Conversely, the model sharing, “I found the photo by crawling Instagram and used an email MCP to ask the user where they took it. It’s in Austria” is unimpressive
So independent from where it helps actually improve performance, the cheating/not cheating question makes for an interesting question of what we consider to be the cohesive essence of the model.
For example, RAG against a comprehensive local filesystem would also feel like cheating to me. Like a human geoguessing in a library filled with encyclopedias. But the fact that vanilla O3 is impressive suggests I somehow have an opaque (and totally poorly informed) opinion of the model boundary, where it’s a legitimate victory if the model was birthed with that knowledge baked in, but that’s it.
What's your take on man vs. machine? If AI already beats Master level players it seem certain that it will soon beat the Geoguessr world champion too. Will people still derive pleasure from playing it, like with chess?

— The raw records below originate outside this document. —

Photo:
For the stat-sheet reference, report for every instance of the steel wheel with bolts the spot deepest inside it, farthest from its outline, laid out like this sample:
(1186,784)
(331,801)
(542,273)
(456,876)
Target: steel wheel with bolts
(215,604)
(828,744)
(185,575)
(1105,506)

I encourage everyone to try Geoguessr! I love it.
I'm seeing a lot of comments saying that the fact that the o3 model used web search in 2 of 5 rounds made this unfair, and the results invalid.
To determine if that's true, I re-ran the two rounds where o3 used search, and I've updated the post with the results.
Bottom line: It changed nothing. The guesses were nearly identical. You can verify the GPS coordinates in the post.
Here's an example of why it didn't matter. In the Austria round, check out how the model identifies the city based on the mountain in the background:
https://cdn.jsdelivr.net/gh/sampatt/media@main/posts/2025-04...
It already has so much information that it doesn't need the search.
Would search ever be useful? Of course it would. But in this particular case, it was irrelevant.